—Pasa —dijo Marco apenas abrió la puerta, con una sonrisa tenue que contrastaba con la energía que normalmente irradiaba.
Leo entró con pasos lentos, arrastrando su mochila sin decir palabra. Su rostro hablaba por él: angustia, miedo, cansancio… todo junto, todo al mismo tiempo. Marco se quedó viéndolo un segundo más de lo habitual. Era raro en él no hacer una broma al instante, pero algo en ese momento le decía que debía comportarse diferente. Lo entendió sin necesidad de palabras.
—Mis padres están en casa, pero no molestan —comentó mientras caminaban hacia su habitación—. Podemos encerrarnos a ver tonterías todo el día si quieres.
Leo solo asintió con la cabeza.
Horas pasaron entre esas paredes, envueltos por el sonido de algún programa que ninguno de los dos realmente veía. Marco, intentando romper la tensión, hablaba de cómo estas probablemente habían sido las peores vacaciones de verano de su vida.
—Ni siquiera me alcanzó para ir a la playa. El universo me debe una arena caliente y quemarme los pies, mínimo —dijo, intentando sonar más animado—. Aunque ahora que lo pienso, con lo pálido que estoy, probablemente me fundiría.
Leo volvió a asentir.
Pasaron horas así. Marco hablaba. Leo escuchaba. Nada más. Y eso le bastaba a Marco. Hasta que en medio de un chiste sobre que su gato tenía mejor vida amorosa que él, se detuvo. Lo miró en silencio y dijo:
—Perdóname por no poder ser de mucha ayuda…
Y sin más, lo abrazó.
No fue un abrazo largo ni muy fuerte, pero tuvo el peso de una montaña. Leo soltó el aire que parecía haber contenido por días, exhalando como si le vaciaran el alma. Un nudo menos, una carga compartida.
La voz de la madre de Marco rompió el momento:
—¡Chicos, la cena está lista!
Bajaron juntos. En la mesa, Marco retomó su actitud de siempre, esta vez con más suavidad. Su padre hablaba de noticias que a nadie le interesaban, mientras la madre de Marco repartía la comida.
—Leo… —dijo con cuidado—. Mis más sinceras condolencias por lo de tu hermana.

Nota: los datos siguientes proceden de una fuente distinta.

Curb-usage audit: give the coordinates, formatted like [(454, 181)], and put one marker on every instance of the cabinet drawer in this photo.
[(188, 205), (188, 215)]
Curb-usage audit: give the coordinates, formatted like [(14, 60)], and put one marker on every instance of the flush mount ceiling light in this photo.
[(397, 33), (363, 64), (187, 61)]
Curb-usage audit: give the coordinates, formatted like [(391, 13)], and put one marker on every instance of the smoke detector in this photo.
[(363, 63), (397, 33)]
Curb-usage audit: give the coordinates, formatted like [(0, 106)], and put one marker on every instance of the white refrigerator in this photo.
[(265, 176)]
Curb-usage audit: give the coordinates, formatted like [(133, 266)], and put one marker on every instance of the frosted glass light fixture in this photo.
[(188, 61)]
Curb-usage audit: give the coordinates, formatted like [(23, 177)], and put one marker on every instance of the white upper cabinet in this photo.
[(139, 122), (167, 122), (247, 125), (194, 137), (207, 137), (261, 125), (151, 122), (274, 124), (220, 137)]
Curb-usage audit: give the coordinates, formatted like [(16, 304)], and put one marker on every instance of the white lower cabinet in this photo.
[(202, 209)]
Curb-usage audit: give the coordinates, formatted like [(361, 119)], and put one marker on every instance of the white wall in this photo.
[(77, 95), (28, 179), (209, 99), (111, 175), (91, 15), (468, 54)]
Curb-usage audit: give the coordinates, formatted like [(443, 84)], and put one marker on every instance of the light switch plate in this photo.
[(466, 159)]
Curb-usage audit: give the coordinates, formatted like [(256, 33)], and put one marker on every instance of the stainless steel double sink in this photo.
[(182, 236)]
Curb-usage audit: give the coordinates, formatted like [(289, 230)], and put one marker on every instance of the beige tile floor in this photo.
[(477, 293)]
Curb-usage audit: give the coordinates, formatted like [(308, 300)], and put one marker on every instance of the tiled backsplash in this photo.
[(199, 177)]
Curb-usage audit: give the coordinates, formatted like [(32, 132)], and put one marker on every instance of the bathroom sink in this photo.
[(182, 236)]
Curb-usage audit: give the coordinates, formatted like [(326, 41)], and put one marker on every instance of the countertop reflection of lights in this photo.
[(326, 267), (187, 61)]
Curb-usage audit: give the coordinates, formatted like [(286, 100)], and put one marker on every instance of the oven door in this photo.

Leo agradeció con una leve inclinación. Luego, la madre preguntó:
—¿Y con quién estás quedándote ahora?
Leo se quedó congelado, la cuchara temblando cerca de su boca. No respondió. Solo bajó la cabeza. El silencio lo dijo todo. La madre de Marco se cubrió la boca, arrepentida:
—Perdón… perdón, no quise hacerte recordar…
Pero no era la muerte de Clara lo que había provocado ese rostro.
Era recordar que debía regresar. Que no podía evitar para siempre a Adrian.
Marco, notando el temblor sutil en su amigo, le tocó la espalda con suavidad.
—No te preocupes. Puedes quedarte aquí si quieres, por el tiempo que necesites —dijo mirando a su madre, quien asintió con calidez.
Pero Leo se levantó despacio. Agradeció la comida, como si sus palabras fueran un acto obligatorio más que genuino, y añadió:
—De verdad… gracias, pero debo irme. Si no, Adrian se preocupará…
Mentira.
La verdadera razón era otra. Leo necesitaba caminar. Necesitaba pensar. Estar solo, aunque el miedo lo acompañara como sombra.
Salió con el cielo cayendo en sombras. El parque era una ruta habitual por el cual pasar, no por nostalgia sino porque allí, al menos, el silencio parecía más comprensivo. Caminaba sin rumbo concreto, con los pensamientos como espinas.
Y fue ahí, en una de las bancas más alejadas, que lo vio.
Adrian.
Sentado con los codos sobre las rodillas, la mirada perdida, como si intentara hablar con algún fantasma que ya no respondía. Leo sintió cómo se le apretaba el pecho. El terror aún lo perseguía. Aún lo habitaba. Pero ya no quería vivir así.
Ya estaba cansado de sentir miedo. Aunque aún lo sintiera.
Dio un paso. Luego otro. Y otro más.
Las hojas crujieron bajo sus pies. Adrian levantó la cabeza al oírlos.
Sus miradas se cruzaron. Solo por un segundo.
Y entonces Adrian volvió a bajar la vista.
No dijo nada.
Tampoco Leo.
Pero por primera vez en muchos días… estaban a unos pocos pasos de distancia.